Ia terdiam, menatap si kakak lekat-lekat. Ekspresinya sama sekali tak berubah.
"Mengapa?"
"Karena kematiannya tak wajar," kakak menyesap ocha-nya lagi. "Dan rohnya mungkin masih tertinggal di langit-langit kamar, Sasuke, menyatu dengan udara."
Hening sejenak, dan ia terdiam. Lewat ekor matanya, ia menonton kakak yang menambahkan gula batu lagi ke ocha-nya.
Ia tengah merakit gasing mainan pada suatu sore, ketika tiba-tiba kakak menghampirinya.
"Sasuke," suara kakak yang lembut memecah keheningan. Ia mengangkat wajah, dan mendapati kakak tengah berdiri di sampingnya tanpa suara.
"Oh," ia menaruh gasing yang hampir jadi itu ke lantai. "Aku tidak menyadari kedatanganmu."
Itachi kelihatan tidak menghiraukan pertanyaannya tadi, lalu berjongkok di samping; matanya tersenyum samar. Sejurus kemudian, ia merasakan jari-jari kakak yang lembab mengusap dahinya.
"Ada sesuatu yang ingin kutanyakan untukmu..."
Ia diam, tak memandang wajah kakak selama beberapa detik. Ada sesuatu yang aneh pada nada suara kakak, dan biasanya ia selalu mempercayai firasatnya.
"Katakan saja."
Itachi menurunkan tangan perlahan, tapi rasa lembab dari sentuhan jari kakak masih tertinggal di dahinya
"Menurutmu, kemana orang-orang yang mati dengan lebih cepat pergi?"
Ia mengangkat alis, terkejut mendengar pertanyaan kakak yang tiba-tiba. "Apa maksudmu, Nii-san?"
"Jawab saja."
"Kenapa kau tahu-tahu menanyakan hal seperti itu?" tukasnya keras kepala. Ia bisa merasakan kakak tengah menatapnya lekat-lekat, senyuman samar melintas sekilas di mata kakak yang sayu.

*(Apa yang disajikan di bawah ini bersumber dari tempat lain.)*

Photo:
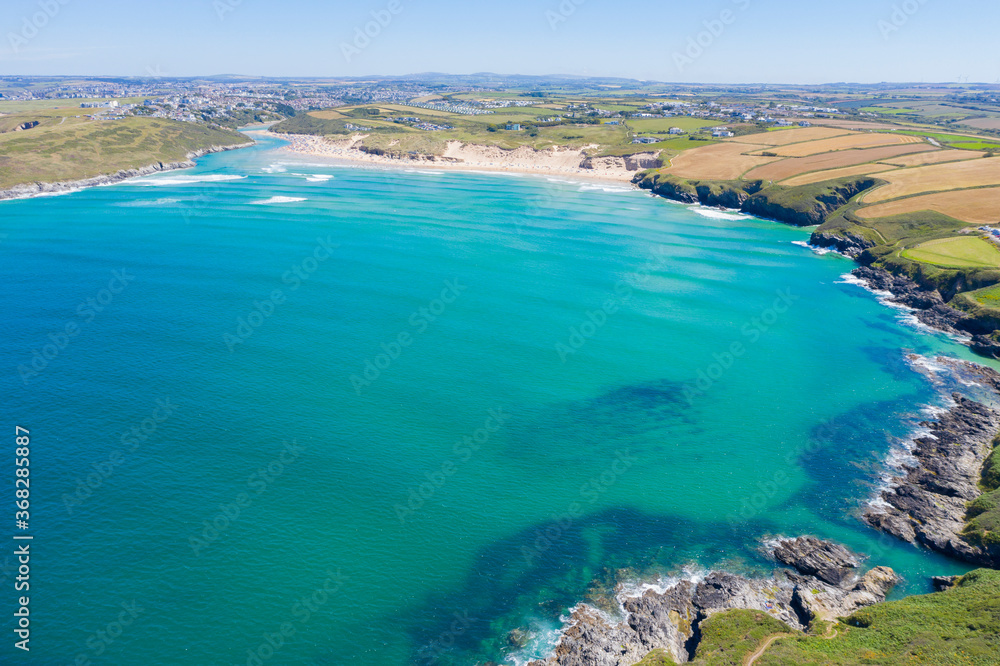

"Aku tak tahu, hmm..." Itachi menyentuh dahinya lagi, kali ini ia bisa merasakan hangat nafas kakak di sekitar lehernya. Kakak melanjutkan dengan berbisik. "Apa yang akan kau lakukan kalau aku tak di sisimu lagi, Sasuke?"
.
Ia terdiam begitu mendengar nada suara kakak. Ada setitik melankolis yang menempel disana, seperti noda kentara pada kimono putih bersih yang baru saja disiapkan untuk acara khusus oleh pemiliknya.
.
.
.
Bersambung.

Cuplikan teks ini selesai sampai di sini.